The Perfectionists

Chapter 2

Chapter 2655 wordsPublic domain

"You understand your mission, Newton?" the voice asked. "You are to establish yourself on Earth. In time you will receive instructions. Then you will attack. You will not see us, your masters, again until the atmosphere has been sufficiently chlorinated. In the meantime, serve us well."

He stumbled out toward the docks, then looked about for Mary Ann. He saw her at last behind the ropes, her lovely face in tears.

Then she saw him. Waving frantically, she called his name several times. Pembroke mingled with the crowd moving toward the ship, ignoring her. But still the woman persisted in her shouting.
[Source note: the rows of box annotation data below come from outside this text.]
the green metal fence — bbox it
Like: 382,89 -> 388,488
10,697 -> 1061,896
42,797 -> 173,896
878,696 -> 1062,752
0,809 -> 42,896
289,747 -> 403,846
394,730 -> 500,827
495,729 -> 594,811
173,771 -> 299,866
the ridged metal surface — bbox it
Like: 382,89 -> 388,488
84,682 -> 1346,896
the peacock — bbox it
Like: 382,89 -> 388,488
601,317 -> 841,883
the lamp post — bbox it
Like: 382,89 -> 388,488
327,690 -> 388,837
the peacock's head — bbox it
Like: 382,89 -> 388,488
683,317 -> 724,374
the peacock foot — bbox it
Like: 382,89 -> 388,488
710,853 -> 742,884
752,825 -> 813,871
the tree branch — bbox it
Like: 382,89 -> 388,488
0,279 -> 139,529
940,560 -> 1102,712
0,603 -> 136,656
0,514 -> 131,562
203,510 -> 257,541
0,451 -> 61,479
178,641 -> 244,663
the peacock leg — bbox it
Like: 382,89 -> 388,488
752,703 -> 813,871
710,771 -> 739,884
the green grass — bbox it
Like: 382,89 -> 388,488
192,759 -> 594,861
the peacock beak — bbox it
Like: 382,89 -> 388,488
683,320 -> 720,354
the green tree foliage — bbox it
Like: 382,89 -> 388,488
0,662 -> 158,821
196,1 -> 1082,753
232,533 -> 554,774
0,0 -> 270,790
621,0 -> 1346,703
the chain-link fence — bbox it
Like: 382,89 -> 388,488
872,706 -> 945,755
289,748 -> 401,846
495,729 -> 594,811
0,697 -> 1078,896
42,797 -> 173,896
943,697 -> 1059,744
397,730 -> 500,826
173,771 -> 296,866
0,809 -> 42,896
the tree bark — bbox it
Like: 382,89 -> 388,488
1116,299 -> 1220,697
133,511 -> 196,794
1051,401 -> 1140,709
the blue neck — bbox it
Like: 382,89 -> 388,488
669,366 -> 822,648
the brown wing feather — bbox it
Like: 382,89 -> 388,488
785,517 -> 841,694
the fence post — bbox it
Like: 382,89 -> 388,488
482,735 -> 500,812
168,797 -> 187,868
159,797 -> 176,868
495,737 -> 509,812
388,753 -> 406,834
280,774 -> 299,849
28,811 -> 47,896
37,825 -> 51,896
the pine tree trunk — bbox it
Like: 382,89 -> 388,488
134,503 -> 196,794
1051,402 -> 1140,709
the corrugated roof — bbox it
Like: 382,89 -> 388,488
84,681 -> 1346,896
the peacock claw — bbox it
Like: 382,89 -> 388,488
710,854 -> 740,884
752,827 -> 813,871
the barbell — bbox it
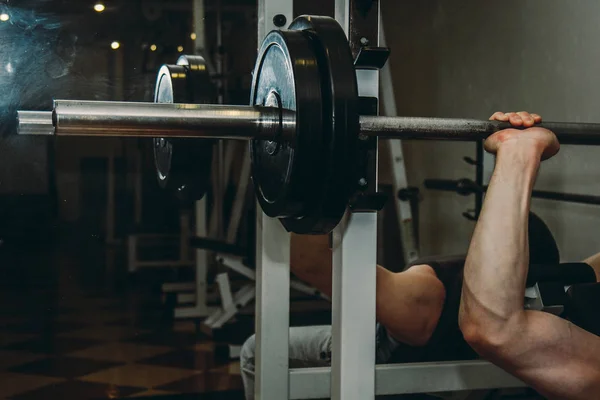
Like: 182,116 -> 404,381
14,16 -> 600,234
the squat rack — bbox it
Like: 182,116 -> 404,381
255,0 -> 525,400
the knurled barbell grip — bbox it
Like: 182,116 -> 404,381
360,116 -> 600,145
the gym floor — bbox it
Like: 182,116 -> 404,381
0,230 -> 538,400
0,233 -> 243,400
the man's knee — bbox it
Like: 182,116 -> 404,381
240,335 -> 256,372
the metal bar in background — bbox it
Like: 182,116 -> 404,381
424,179 -> 600,205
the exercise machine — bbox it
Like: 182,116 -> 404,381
15,0 -> 600,400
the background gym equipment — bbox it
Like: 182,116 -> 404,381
153,56 -> 216,203
423,179 -> 600,205
14,17 -> 600,234
11,3 -> 596,400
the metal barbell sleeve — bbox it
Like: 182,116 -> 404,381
14,100 -> 600,145
18,100 -> 295,140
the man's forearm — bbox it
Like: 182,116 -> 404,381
461,143 -> 540,334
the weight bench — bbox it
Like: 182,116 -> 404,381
254,263 -> 600,399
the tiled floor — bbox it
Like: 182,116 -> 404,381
0,236 -> 243,400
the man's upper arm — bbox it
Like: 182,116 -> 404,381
497,311 -> 600,400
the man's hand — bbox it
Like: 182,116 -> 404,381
484,111 -> 560,160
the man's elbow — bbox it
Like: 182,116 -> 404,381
404,290 -> 445,347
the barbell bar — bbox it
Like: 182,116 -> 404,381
18,16 -> 600,234
18,100 -> 600,145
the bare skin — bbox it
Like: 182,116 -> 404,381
291,235 -> 446,346
459,112 -> 600,400
583,253 -> 600,282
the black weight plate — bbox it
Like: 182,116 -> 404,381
154,56 -> 214,202
282,16 -> 359,234
250,31 -> 323,222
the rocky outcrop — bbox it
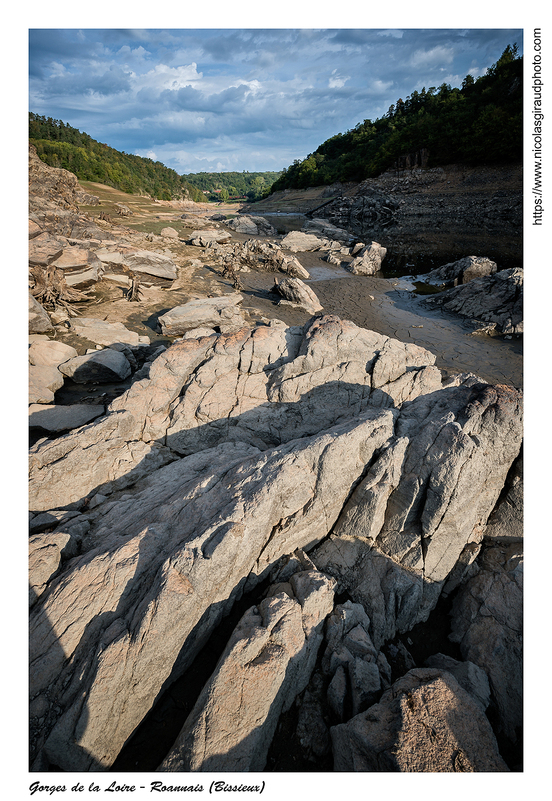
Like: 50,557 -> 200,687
29,292 -> 54,334
272,278 -> 322,314
209,239 -> 310,279
425,268 -> 523,334
158,292 -> 245,337
30,316 -> 441,511
280,231 -> 330,253
420,256 -> 497,286
31,308 -> 521,771
226,214 -> 276,236
450,543 -> 523,744
96,245 -> 177,280
312,379 -> 522,648
158,556 -> 333,772
31,410 -> 393,770
331,668 -> 508,773
188,228 -> 232,248
29,144 -> 79,212
347,242 -> 387,275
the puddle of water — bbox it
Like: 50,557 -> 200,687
307,267 -> 352,281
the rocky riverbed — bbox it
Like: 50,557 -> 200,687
29,145 -> 523,773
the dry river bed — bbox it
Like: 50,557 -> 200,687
241,253 -> 523,389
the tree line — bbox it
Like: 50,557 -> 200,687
271,45 -> 523,192
29,112 -> 205,202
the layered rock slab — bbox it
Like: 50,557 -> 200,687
31,409 -> 397,770
158,570 -> 334,772
330,668 -> 508,773
30,316 -> 441,511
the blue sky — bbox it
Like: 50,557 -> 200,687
29,28 -> 523,173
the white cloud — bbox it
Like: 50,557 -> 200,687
410,45 -> 454,67
132,62 -> 203,92
328,70 -> 351,89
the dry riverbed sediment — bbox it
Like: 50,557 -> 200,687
29,158 -> 523,773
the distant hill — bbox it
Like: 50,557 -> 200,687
29,112 -> 281,202
182,170 -> 282,201
29,112 -> 205,202
271,45 -> 523,192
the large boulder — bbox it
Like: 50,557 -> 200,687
280,231 -> 330,253
29,339 -> 78,367
71,317 -> 143,345
311,379 -> 522,648
424,267 -> 523,334
30,409 -> 394,771
346,242 -> 387,275
273,277 -> 323,314
29,143 -> 80,211
158,570 -> 333,772
29,231 -> 69,267
30,316 -> 441,510
330,668 -> 508,773
29,364 -> 63,403
60,348 -> 131,384
96,245 -> 177,280
49,250 -> 104,286
226,214 -> 276,236
188,228 -> 232,248
29,403 -> 104,432
29,292 -> 54,334
450,543 -> 523,744
158,292 -> 245,337
420,256 -> 497,286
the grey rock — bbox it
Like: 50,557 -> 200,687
96,246 -> 177,280
424,267 -> 523,334
29,231 -> 69,267
29,339 -> 78,367
226,214 -> 276,236
188,228 -> 232,248
420,256 -> 497,286
159,226 -> 179,239
29,292 -> 54,334
330,668 -> 508,773
484,456 -> 523,543
311,379 -> 522,648
158,571 -> 333,772
31,412 -> 393,770
29,403 -> 105,431
424,654 -> 491,711
280,231 -> 330,253
52,246 -> 105,287
60,348 -> 131,384
450,543 -> 523,743
346,242 -> 387,275
29,365 -> 63,404
158,292 -> 245,336
71,317 -> 144,345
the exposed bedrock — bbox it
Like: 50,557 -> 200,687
30,316 -> 522,771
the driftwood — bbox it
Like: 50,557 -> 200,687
30,264 -> 89,312
121,264 -> 140,301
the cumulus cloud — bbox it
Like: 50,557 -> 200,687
29,29 -> 522,172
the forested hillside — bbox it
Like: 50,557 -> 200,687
182,170 -> 281,201
29,112 -> 205,201
271,45 -> 523,192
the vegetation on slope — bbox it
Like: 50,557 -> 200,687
29,112 -> 280,202
182,170 -> 281,202
271,45 -> 523,192
29,112 -> 205,202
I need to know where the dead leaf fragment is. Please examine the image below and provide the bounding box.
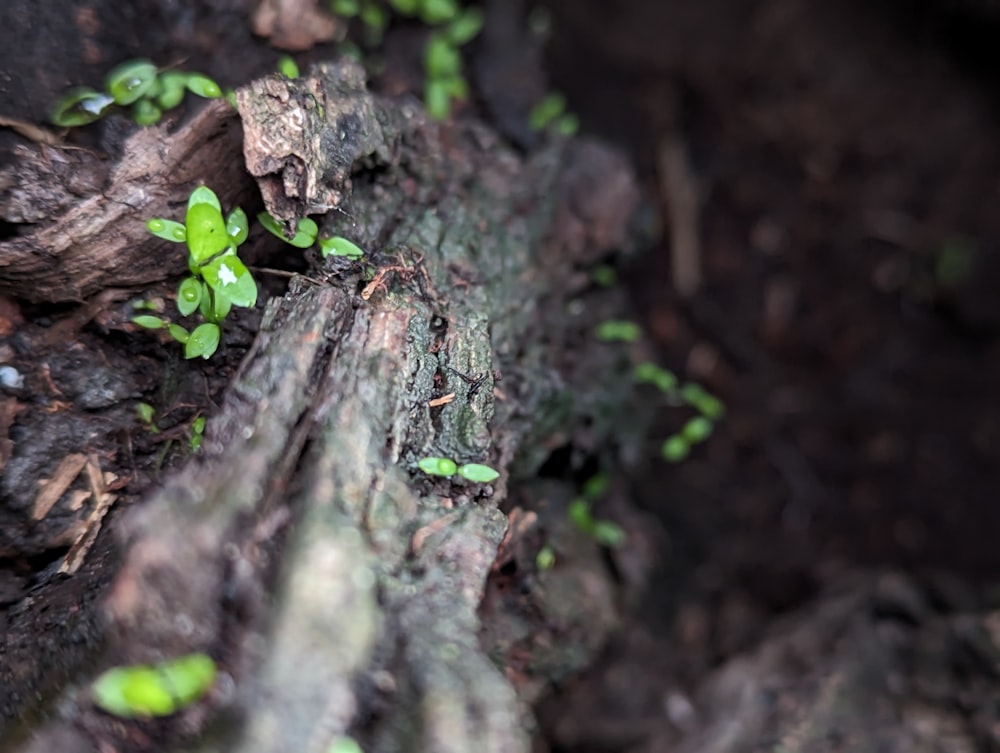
[31,452,87,520]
Sidling up to a well-dressed man-about-town type, Pembroke winked at him and snickered.

"You Frank?" he asked.

"Hell, no. But some poor punk's sure red in the face, I'll bet," the man-about-town said with a chuckle. "Those high-strung paramour types always raising a ruckus. They never do pass the interview. Don't know why they even make 'em."

Suddenly Mary Ann was quiet.

"Ambulance squad," Pembroke's companion explained. "They'll take her off to the buggy house for a few days and bring her out fresh and ignorant as the day she was assembled. Don't know why they keep making 'em, as I say. But I guess there's a call for that type up there on Earth."

"Yeah, I reckon there is at that," said Pembroke, snickering again as he moved away from the other. "And why not? Hey? Why not?"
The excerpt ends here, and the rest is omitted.